It's hard to wax lyrical about the towns of the Douro valley, though they are not without character. Régua, the traditional capital of the port industry, has a rather run-down air and not much to detain the visitor other than the museum and the rabelos moored along the riverfront.

Pinhao, the other main port-producing town, I have already described as scruffy, which it is, though its setting (and railway station!) are superb, and the quayside quite pleasant for a stroll, or to sit and sip a glass of the local speciality. As an experience, I must also mention the butcher's shop/smokery on the high street, into which we went to buy ingredients for a picnic. We found three or four local customers already in there, and seemingly set for a long session, as they sampled an enormous spread of sausages and smoked meats laid out on the counter, washed down with wine poured into tin cups from an unlabelled bottle. As they did so, they seemed to be placing large orders, albeit in a leisurely way. Just as we were resigning ourselves to a long wait to be served, we found ourselves also handed tin cups of the wine and offered samples of the foodstuffs. By the time we'd finished we'd eaten far more than the 200 grams or so of ham we'd come to buy and barely needed the picnic, though we didn't quite have the chutzpah to withdraw the order.

The pick of local towns for sight-seeing we found to be Lamego, which lies south of the Douro and strictly speaking in the next province, but well worth the detour. This has an attractive renaissance cathedral with cloisters, an ancient citadel on a hill crowned by a little castelo, and a well-stocked museum. The outstanding feature, however, is the many-tiered ornamental stairway that leads up from the town's main avenue to the shrine of Nossa Senhora dos Rémedios, a sort of local Lourdes to which devout pilgrims flock in the hope of cure for their ills, the most masochistic of them mounting the 700 steps on their knees. Much as one may dismiss this stuff as so much mumbo-jumbo, one can't deny that it inspires some fine architecture.

Less impressive, but good for a brief look round are Cinfães (charming church, lovely little park/playground with fountains squirting up from the pavement), Tabuaço (attractive plaza and side-streets, plus a hilltop park with fine views) and Sabrosa (no outstanding features, just a pleasant town). Sao João de Pesqueira is also said to be worth a visit, but alas we never reached it.

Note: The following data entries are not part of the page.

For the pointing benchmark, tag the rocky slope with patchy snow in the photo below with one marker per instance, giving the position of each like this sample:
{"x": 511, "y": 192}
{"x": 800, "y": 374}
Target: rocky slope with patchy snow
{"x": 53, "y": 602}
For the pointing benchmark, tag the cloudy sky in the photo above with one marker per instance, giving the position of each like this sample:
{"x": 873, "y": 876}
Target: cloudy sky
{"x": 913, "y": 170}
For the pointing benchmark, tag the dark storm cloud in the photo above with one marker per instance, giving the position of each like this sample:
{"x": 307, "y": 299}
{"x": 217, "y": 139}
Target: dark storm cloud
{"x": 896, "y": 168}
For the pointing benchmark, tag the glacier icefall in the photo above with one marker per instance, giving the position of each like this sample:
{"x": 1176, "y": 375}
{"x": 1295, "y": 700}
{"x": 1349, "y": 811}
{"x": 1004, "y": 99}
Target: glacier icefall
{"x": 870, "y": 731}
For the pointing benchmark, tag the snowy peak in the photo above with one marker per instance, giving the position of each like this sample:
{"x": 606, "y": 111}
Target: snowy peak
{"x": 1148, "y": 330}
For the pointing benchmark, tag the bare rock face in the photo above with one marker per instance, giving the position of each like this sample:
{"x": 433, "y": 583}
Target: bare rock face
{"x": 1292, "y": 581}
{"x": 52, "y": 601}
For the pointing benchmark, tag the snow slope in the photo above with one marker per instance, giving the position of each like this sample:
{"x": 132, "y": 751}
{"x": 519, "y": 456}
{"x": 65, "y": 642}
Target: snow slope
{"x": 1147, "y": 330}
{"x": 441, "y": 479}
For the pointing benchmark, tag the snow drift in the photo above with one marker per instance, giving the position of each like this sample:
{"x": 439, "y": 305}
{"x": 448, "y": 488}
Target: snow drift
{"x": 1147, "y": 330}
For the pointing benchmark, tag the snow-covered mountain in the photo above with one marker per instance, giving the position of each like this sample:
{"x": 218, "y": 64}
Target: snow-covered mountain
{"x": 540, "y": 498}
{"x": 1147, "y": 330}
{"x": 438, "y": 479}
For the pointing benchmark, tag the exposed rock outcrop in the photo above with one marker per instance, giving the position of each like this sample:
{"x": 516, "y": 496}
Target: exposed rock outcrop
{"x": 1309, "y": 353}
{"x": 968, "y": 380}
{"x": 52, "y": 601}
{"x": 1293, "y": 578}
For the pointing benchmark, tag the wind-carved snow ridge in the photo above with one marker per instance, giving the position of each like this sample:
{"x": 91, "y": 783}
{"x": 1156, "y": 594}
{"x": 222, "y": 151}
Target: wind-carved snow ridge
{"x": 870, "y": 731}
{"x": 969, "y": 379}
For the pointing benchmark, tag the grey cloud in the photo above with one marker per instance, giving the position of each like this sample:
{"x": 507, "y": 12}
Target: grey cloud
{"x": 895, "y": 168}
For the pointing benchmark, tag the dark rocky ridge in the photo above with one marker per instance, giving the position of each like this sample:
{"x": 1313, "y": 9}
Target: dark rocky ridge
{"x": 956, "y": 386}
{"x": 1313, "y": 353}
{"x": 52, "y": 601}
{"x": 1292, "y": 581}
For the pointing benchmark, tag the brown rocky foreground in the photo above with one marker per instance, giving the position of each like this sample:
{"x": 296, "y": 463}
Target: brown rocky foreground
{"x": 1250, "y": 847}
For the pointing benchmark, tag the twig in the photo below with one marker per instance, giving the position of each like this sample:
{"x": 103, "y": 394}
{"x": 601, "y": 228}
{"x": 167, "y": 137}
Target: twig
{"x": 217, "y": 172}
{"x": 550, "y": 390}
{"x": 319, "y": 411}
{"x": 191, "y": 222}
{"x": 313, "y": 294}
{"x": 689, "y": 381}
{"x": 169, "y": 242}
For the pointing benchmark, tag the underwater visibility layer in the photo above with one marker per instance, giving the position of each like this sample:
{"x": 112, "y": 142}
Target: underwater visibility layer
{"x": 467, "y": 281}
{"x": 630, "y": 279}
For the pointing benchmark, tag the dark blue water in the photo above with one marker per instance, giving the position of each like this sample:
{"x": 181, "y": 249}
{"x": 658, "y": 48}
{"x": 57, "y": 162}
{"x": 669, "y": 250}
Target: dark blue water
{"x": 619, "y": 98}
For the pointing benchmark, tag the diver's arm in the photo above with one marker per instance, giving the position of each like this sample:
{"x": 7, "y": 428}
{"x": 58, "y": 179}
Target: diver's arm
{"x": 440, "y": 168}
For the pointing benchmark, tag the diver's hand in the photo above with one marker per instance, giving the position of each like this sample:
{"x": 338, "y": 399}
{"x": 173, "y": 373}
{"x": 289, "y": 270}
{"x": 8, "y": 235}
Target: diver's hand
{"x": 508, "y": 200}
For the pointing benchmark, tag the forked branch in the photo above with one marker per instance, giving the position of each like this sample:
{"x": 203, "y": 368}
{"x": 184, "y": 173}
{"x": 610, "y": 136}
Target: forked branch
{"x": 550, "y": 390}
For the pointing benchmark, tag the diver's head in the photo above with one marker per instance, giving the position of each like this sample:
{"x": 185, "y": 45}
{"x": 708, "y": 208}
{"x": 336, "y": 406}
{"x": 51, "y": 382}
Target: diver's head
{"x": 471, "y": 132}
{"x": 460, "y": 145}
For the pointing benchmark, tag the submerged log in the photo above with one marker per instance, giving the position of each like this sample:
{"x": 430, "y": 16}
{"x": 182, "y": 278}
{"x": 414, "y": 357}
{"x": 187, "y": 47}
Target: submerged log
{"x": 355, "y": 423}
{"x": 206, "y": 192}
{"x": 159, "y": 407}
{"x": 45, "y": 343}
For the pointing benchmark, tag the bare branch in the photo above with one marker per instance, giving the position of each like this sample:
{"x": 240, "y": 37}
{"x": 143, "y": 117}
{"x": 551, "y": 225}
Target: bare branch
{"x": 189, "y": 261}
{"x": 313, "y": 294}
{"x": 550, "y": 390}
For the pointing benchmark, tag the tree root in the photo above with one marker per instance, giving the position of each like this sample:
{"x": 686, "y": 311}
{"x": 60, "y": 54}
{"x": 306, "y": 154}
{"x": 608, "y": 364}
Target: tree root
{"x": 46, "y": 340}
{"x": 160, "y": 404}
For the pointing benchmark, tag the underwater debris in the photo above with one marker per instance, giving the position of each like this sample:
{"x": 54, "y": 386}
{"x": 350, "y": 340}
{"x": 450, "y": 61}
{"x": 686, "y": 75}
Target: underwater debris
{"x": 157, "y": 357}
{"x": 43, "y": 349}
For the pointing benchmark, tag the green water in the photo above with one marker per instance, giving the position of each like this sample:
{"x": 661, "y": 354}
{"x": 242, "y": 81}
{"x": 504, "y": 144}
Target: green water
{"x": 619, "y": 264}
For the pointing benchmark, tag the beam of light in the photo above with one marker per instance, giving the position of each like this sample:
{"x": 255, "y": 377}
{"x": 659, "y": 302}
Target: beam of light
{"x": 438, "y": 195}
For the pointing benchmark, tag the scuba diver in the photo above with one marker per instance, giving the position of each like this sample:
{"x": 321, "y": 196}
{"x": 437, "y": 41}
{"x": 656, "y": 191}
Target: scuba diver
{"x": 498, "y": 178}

As for stately homes, these barely exist in the area, although some of the bigger quintas are of noble manor-house proportions. The nearest really fine example is the Casa de Mateus, not far off route to the north but outside the Douro Valley, as can be readily inferred from the fact that it produces rosé rather than port wine.


* Leisure activities *

The Douro Valley is not, I'm glad to say, highly-developed and those looking for theme parks or aquatic sports centres should look elsewhere. In fact, for a major river, it seems remarkably short of water sports facilities of any kind. We were, of course, there in April, early in the season and perhaps they simply hadn't opened yet, but I didn't see any places along the banks for hiring canoes or rowing-boats, and few if any pleasure craft were out on the water. This may be because the river is dammed in several places, but there are locks through which the cruise-boats pass and one would have thought the ribbon-lakes formed by the dams might be ideal for sailing, motor boats or water-skiing.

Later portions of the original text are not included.